Before looking at the code, think about how to analyze a specific encoder object-oriented. Abstractions of different algorithms in entropy coding and various estimation algorithms in intra or inter coding can be constructed as classes.
In X264, the external API and context variables we see are declared in X264.h, and in API functions, the functions about auxiliary functions are defined in common.c
void x264 _ picture _ alloc(x264 _ picture _ t * pic,int i_csp,int i_width,int I _ height);
void x264 _ picture _ clean(x264 _ picture _ t * pic);
int x264_nal_encode( void *,int *,int b_annexeb,x264 _ nal _ t * nal);
The encoding function is defined in encoder.c
X264 _ t * x264 _ encoder _ open (x264 _ param _ t *);
int x264 _ encoder _ reconfig(x264 _ t *,x264 _ param _ t *);
int x264 _ encoder _ headers(x264 _ t *,x264_nal_t **,int *);
int x264_encoder_encode ( x264_t *,x264_nal_t **,int *,x264_picture_t *,x264 _ picture _ t *);
Void x264 _ encoder _ off (x264 _ t *);
In the x264.c file, there is a program's main function, which can be regarded as an example of API use. It also realizes the actual function by calling API and context variables in x264.h
X264 x264_t, the most important structure of recording context data, is defined in common.h, which includes all H.264 coding related variables from thread control variables to specific SPS, PPS, quantization matrix and cabac context. It contains the following structure
x264 _ predict _ t predict _ 16x 16[4+3];
x264 _ predict _ t predict _ 8x8c[4+3];
x264 _ predict 8x 8 _ t predict _ 8x 8[9+3];
x264 _ predict _ t predict _ 4x 4[9+3];
x264 _ predict _ 8x8 _ filter _ t predict _ 8x8 _ filter;
x264 _ pixel _ function _ t pixf
x264 _ mc _ functions _ t mc
x264 _ dct _ function _ t dctf
x264 _ zigzag _ function _ t zigzagf
x264 _ quant _ function _ t quantf
x264 _ deblock _ function _ t loopf
After tracing, we can see that they are either function pointers or structures composed of function pointers, which is very desirable to declare the interface interface in an object-oriented way. These function pointers will be initialized in the x264_encoder_open () function. The initialization here firstly realizes code segments according to different functions provided by different CPUs, and many of them may be implemented by assembly to improve the efficiency of code operation. Secondly, the functions with similar functions are managed centrally. For example, four prediction functions like intra 16 and nine prediction functions of intra4 are all managed through function pointer arrays.
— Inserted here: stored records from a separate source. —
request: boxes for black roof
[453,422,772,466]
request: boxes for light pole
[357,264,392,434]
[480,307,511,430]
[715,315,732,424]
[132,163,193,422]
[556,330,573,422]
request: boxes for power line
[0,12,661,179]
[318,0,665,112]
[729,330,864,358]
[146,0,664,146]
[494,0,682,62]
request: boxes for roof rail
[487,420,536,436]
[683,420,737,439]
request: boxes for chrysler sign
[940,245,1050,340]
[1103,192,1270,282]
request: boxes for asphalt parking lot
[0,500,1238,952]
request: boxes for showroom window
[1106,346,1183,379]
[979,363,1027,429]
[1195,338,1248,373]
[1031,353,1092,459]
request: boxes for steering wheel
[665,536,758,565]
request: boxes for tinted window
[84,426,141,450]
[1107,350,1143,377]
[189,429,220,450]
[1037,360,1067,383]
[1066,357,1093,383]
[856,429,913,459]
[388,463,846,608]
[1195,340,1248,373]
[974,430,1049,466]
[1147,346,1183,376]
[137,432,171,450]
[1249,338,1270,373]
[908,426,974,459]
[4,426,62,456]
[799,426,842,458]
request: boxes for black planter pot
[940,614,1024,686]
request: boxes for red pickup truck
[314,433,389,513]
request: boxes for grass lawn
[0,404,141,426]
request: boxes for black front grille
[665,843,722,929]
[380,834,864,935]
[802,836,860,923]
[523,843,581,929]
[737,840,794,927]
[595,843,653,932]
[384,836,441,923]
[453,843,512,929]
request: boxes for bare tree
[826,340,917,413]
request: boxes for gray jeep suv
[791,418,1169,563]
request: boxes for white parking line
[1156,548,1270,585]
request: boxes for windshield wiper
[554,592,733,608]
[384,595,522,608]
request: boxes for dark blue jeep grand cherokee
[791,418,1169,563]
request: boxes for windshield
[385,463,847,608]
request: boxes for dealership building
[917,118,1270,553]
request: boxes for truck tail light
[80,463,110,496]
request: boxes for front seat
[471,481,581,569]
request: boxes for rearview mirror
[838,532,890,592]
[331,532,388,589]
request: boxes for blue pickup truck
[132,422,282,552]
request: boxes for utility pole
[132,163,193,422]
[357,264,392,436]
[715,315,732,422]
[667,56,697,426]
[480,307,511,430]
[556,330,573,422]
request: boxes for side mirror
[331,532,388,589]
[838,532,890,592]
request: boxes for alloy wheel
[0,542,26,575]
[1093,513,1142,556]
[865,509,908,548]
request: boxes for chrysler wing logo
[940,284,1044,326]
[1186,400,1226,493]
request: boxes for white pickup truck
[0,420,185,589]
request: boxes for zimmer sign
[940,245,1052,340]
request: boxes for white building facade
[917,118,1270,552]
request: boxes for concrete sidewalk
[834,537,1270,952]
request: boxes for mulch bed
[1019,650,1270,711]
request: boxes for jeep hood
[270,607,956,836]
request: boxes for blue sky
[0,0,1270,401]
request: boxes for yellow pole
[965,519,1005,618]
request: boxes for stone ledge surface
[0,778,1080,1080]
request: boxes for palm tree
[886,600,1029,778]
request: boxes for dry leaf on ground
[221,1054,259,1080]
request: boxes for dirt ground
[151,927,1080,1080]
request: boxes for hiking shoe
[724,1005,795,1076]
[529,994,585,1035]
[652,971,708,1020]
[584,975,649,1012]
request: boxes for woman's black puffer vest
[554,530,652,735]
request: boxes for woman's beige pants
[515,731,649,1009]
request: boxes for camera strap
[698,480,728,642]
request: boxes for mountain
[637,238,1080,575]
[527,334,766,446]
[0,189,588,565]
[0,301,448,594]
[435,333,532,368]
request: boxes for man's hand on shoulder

X264_encoder_encode () is the main function responsible for encoding, which contains x264_slice_write () responsible for specific encoding at slice level, including intra-frame and inter-frame macroblock encoding. Here, cabac and cavlc are based on h->; Param.b_cabac, run x264_macroblock_write_cabac () and x264_macroblock_write_cavlc () to write code streams respectively. This part of the function is classified according to the file definition and basically runs according to the coding flow chart, which looks more like a process-oriented programming method. After the specific function pointer is initialized, the program has been run according to the coding process. From the overall architecture, x264 uses this kind of interface to realize weak coupling and reusability, and x264_t is used as the through context to realize information encapsulation and polymorphism.
In this paper, the code architecture of FFMPEG/X264 is roughly analyzed, and the object-oriented coding with C language is emphatically introduced. Although it will not be forced to move closer to C++, it also has its own implementation characteristics to ensure practicality. It is worth learning from the planning of C language software projects.